You see, school choice is not conservatism. Lowering taxes is conservatism. Decreasing spending on civil government indoctrination is conservatism. Decreasing a state administration’s size is conservatism. School choice is not conservatism; rather, it is putting a lid on a boiling pot of water. It is post-tax “freedom,” which is not freedom at all. True education freedom means the civil government never takes your money and so you do not have to jump through bureaucratic hoops to get it back.

Let’s work for education freedom, and then let the best worldview win. We must force liberals to fund their own failing worldview.

What is education freedom? It means no taxation for civil government education. It means no compulsory attendance laws. It means no federal, state, regional or local civil government involvement in determining a child’s exposure to ideas. Education freedom means poor people will actually get lifted from poverty. It means that you can have your private, liberal school — but you are going to pay for it.

It means that people who have no children will not be taxed for someone else’s discipleship duty. It means single mothers who have no school-aged children will not be disproportionately injured by burdensome taxes that generationally perpetuate the modern-day American Marxism, the Tax and Spend Clause, controlling people indirectly through private enterprise.

The two guiding principles that will facilitate achieving education freedom — which is really just thought freedom — are lower taxation and less regulation; eventually, through real incrementalism, there would be no taxation for education and no regulation relative to thought.

School choice is not in accord with those two principles, so it is by nature not solving any educational problems. More importantly, it is not incrementalism because it does nothing to get us further toward returning the discipleship duty absolutely to parents, where it belongs.

Conversely, it makes things worse. It serves private (Christian) education on a silver platter to leftists, who will exploit that consolidation via economic blackmail.

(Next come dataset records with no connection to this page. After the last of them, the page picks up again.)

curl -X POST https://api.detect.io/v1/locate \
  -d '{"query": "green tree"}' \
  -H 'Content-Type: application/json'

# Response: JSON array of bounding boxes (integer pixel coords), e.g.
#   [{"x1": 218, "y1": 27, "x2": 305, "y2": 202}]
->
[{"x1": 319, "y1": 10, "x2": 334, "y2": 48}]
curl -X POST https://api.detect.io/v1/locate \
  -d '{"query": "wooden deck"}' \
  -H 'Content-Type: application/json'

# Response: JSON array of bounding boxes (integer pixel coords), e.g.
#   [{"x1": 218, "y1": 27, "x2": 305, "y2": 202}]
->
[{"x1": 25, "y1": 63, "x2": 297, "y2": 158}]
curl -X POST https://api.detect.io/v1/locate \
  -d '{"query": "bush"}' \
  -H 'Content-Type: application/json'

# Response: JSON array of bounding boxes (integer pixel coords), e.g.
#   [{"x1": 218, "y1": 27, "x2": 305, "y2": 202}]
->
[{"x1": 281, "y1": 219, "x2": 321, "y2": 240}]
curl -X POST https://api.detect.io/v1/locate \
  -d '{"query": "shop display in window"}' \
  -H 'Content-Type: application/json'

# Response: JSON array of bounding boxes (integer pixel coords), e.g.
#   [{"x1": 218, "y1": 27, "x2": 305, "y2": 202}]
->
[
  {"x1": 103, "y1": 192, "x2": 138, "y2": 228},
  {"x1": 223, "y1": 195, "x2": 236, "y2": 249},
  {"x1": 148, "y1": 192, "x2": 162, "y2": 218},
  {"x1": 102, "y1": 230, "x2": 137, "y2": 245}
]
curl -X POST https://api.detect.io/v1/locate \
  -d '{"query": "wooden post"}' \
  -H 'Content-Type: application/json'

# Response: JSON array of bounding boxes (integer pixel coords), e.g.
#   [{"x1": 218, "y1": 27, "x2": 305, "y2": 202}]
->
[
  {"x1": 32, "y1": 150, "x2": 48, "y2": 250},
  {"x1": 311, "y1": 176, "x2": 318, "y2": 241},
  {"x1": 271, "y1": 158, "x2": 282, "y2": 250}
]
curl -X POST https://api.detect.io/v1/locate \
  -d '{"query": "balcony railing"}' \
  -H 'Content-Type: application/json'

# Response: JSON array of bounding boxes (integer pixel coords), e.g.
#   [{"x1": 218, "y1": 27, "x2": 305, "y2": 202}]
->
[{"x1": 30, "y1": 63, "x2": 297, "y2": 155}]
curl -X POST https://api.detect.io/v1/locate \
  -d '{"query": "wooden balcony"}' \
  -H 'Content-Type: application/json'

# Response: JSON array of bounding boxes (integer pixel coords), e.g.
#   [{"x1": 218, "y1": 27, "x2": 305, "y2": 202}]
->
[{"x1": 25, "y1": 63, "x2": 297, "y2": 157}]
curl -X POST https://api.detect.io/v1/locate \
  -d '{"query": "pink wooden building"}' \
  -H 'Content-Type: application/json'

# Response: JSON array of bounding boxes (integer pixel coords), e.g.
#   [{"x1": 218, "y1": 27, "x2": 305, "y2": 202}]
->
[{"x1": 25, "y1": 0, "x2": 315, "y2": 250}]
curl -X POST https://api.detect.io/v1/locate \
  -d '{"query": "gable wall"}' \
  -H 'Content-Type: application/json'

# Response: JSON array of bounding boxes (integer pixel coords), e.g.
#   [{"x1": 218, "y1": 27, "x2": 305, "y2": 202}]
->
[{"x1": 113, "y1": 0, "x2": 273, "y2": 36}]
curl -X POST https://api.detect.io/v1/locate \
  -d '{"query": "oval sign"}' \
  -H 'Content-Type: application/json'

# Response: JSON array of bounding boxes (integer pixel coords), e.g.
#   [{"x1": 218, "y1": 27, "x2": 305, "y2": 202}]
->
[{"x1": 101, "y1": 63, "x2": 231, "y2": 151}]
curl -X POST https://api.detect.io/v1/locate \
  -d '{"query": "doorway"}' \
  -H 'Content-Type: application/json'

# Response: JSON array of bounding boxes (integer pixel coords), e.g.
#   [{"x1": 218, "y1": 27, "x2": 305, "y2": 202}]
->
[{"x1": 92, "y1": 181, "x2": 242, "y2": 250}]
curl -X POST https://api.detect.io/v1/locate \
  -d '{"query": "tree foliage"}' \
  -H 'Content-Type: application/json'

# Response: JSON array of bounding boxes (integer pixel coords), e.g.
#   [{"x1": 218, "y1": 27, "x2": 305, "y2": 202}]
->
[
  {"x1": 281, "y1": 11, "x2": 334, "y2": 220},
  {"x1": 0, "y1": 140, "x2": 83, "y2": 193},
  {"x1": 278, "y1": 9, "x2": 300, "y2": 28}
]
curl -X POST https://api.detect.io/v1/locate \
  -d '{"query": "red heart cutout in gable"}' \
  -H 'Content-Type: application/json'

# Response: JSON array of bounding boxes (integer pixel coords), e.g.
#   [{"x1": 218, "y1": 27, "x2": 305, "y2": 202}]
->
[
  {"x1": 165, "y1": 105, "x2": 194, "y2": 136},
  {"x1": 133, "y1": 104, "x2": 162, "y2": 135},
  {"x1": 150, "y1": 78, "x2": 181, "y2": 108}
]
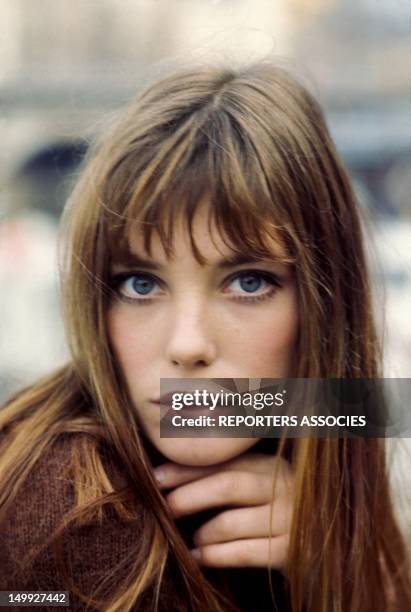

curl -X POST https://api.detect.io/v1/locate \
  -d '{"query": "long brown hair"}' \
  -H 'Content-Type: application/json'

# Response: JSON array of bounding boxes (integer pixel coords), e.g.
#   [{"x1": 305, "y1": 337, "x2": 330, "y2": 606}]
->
[{"x1": 0, "y1": 63, "x2": 411, "y2": 612}]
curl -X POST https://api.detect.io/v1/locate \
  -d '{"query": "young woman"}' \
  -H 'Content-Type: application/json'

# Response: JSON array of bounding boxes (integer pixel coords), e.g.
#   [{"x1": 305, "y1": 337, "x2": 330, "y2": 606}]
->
[{"x1": 0, "y1": 64, "x2": 411, "y2": 612}]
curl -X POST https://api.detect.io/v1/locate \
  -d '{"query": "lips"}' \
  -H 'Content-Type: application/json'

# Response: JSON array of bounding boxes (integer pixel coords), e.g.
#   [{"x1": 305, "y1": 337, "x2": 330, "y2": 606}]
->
[{"x1": 153, "y1": 390, "x2": 188, "y2": 406}]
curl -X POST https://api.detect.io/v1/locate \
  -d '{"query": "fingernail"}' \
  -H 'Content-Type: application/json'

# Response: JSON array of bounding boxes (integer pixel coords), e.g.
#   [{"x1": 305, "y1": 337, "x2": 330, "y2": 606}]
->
[
  {"x1": 190, "y1": 548, "x2": 201, "y2": 561},
  {"x1": 154, "y1": 468, "x2": 166, "y2": 482}
]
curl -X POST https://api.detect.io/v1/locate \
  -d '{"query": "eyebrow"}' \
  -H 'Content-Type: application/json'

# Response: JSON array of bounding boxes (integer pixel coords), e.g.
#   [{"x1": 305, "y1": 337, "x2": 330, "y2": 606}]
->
[{"x1": 113, "y1": 252, "x2": 288, "y2": 271}]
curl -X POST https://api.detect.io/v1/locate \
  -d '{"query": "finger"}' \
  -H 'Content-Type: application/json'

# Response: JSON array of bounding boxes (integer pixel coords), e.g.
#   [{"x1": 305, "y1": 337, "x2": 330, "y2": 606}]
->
[
  {"x1": 166, "y1": 472, "x2": 272, "y2": 517},
  {"x1": 192, "y1": 535, "x2": 289, "y2": 569},
  {"x1": 193, "y1": 500, "x2": 292, "y2": 546}
]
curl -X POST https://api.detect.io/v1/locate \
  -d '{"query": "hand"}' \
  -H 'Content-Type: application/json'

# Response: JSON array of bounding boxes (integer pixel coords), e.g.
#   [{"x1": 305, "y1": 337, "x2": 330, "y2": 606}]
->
[{"x1": 154, "y1": 453, "x2": 294, "y2": 570}]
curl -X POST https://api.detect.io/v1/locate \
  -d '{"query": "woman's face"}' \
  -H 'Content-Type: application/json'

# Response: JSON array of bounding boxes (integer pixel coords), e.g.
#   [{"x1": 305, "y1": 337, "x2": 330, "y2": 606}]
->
[{"x1": 108, "y1": 206, "x2": 298, "y2": 465}]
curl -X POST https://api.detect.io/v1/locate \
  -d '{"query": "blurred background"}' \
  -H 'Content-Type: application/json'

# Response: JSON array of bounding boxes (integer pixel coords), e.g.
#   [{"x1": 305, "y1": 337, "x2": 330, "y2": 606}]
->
[{"x1": 0, "y1": 0, "x2": 411, "y2": 520}]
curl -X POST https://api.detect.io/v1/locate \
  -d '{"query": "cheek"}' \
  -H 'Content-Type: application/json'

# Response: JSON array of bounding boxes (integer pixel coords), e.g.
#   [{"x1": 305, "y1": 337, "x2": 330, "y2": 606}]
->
[
  {"x1": 107, "y1": 306, "x2": 152, "y2": 381},
  {"x1": 225, "y1": 292, "x2": 299, "y2": 370}
]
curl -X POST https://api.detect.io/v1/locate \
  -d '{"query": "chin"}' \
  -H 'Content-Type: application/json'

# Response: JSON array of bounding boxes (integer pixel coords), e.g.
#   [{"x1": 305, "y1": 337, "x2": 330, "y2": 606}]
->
[{"x1": 154, "y1": 438, "x2": 258, "y2": 466}]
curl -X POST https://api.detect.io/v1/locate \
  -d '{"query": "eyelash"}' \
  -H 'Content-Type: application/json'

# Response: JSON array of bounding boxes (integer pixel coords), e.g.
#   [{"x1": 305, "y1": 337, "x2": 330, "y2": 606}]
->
[{"x1": 109, "y1": 270, "x2": 282, "y2": 306}]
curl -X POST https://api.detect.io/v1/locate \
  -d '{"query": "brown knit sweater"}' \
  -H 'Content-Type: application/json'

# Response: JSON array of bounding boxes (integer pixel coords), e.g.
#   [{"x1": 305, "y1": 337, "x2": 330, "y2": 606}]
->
[{"x1": 0, "y1": 434, "x2": 287, "y2": 612}]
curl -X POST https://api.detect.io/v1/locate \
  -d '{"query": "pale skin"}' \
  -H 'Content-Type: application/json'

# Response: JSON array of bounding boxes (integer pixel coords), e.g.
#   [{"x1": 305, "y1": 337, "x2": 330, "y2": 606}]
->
[{"x1": 108, "y1": 206, "x2": 298, "y2": 569}]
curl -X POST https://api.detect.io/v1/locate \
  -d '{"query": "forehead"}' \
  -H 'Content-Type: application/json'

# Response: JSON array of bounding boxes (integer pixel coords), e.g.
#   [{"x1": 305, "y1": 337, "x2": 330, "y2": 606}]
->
[{"x1": 112, "y1": 200, "x2": 292, "y2": 265}]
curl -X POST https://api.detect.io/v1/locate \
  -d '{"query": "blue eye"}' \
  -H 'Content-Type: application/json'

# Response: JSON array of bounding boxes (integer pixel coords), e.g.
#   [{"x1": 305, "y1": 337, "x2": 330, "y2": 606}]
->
[
  {"x1": 227, "y1": 271, "x2": 280, "y2": 300},
  {"x1": 113, "y1": 274, "x2": 160, "y2": 301}
]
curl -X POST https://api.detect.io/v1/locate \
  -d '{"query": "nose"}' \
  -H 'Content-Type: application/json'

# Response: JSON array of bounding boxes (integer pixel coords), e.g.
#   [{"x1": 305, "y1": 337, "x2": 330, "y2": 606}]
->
[{"x1": 166, "y1": 300, "x2": 217, "y2": 370}]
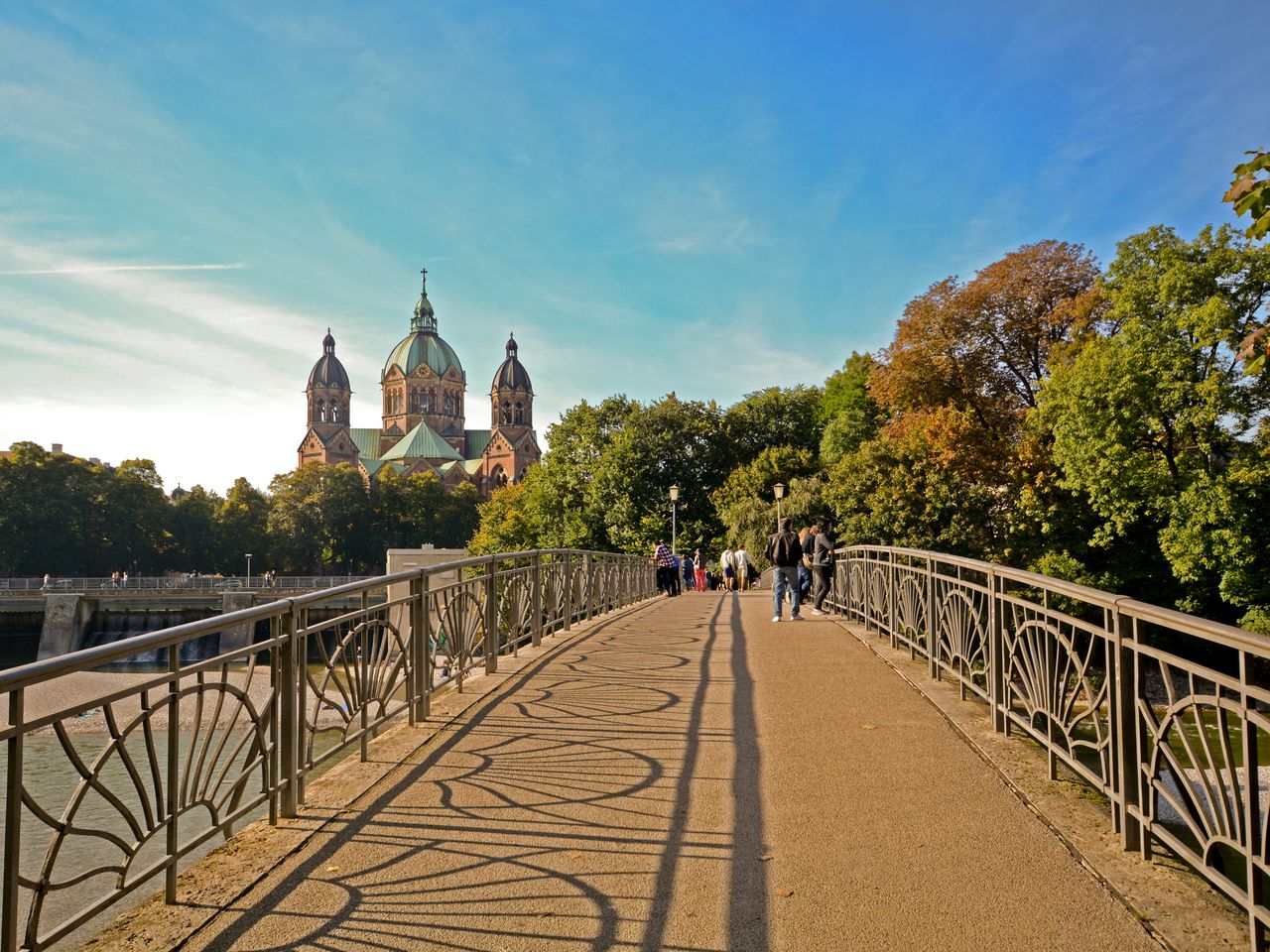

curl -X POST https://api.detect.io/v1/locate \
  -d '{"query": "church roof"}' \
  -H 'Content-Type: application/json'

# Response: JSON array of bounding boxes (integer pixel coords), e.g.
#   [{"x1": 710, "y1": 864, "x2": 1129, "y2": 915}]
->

School choice entrenches the bureaucratic system and does not move us toward the ideal of education freedom and abolishing the civil government school system. Discipling is too important to be done by the civil government.

In the movie “Good Will Hunting,” the blue-collar Will has an argument with a Harvardian, at the end of which Will states, “You dropped 150 grand on an education you could have gotten for $1.50 in late charges at the public library.”

Republicans must not go for the leftist bait, but instead must conform to conservative principles. Bare-minimum conservatives should reduce spending on civil government education and decrease taxes. This will incrementally return education sovereignty to parents.

Further, conservatives should eliminate funds and involvement in regional educational compacts. That is low-hanging fruit; liberal education groups sit around and contemplate “solutions” to the problems their own liberalism creates — poverty being one blaring example.

Still further, why not eliminate the requirement that real estate developers must allocate land for a civil government school? Why not privatize civil government libraries (“public libraries”)? Why not reject federal education dollars? Why not lower the compulsory attendance window, so that young people can sooner develop their lives the way they see fit?

Shackles follow shekels, so we must reject school choice in favor of education freedom.

 

Kevin R. Novak is a Texas and Virginia attorney and president of Deconstructing the Coliseum, which promotes the abolition of the civil government school system.